The billboards are a road hazard. The big one in Guadalupe in particular poses the added hazard of blinding drivers with its ferocious light. Given that motorcycles and bicycles are currently swarming like locusts on the streets, well, you’d almost think the hospitals and funeral parlors were paying the perpetrators of this atrocity to improve their business.
My sympathies go as well to my friends who have been complaining about the environmental and aesthetic degradations or depredations being wrought by the billboards. I know the Edsa highway does not offer the most pleasant view in the world (I laughed my head off many years ago when the people opposing the building of the overhead Metro Rail Transit argued that it was an aesthetic outrage to Edsa), but do we really need to uglify it for no other reason than to advertise clothes, or the lack of them?
As to the environment, well, I’ll go along with Pareng Ogden. Perhaps unless the billboards fall, I’ll never see a tree at all.
* * *
I saw it in the twilight years of Ferdinand Marcos’ rule: Quezon Avenue teeming with ladies of the night at night, and indeed at one point, in the daytime.

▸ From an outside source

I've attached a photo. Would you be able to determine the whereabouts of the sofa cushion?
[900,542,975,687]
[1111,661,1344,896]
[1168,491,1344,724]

I see it again today. Past midnight, in particular, the place starts accumulating women and men in drag who vigorously hail cars the way commuters hail cabs in furious rain. It used to be that they were just content to wait for the desperate to stop by them.
Sign of the times. The last years of martial law also saw resolute efforts to hide reality with billboards, metaphorical and literal, the regime saying life had never been better. A thing even more resolutely refuted by those who braved rain, cops and shady characters, the last two often being one and the same, selling body to keep body and soul together. Roxanne sounds romantic only in song, not in real life. You can’t get a more vivid, if poignant, indicator of today’s quality of life than the sudden increase of late of the tribe of fallen Eves on the streets. Street life, street death.
Shortly after Quezon Avenue became that in the twilight years of Marcos’ rule, the sun set on Marcos’ rule. Truly, sign of the times.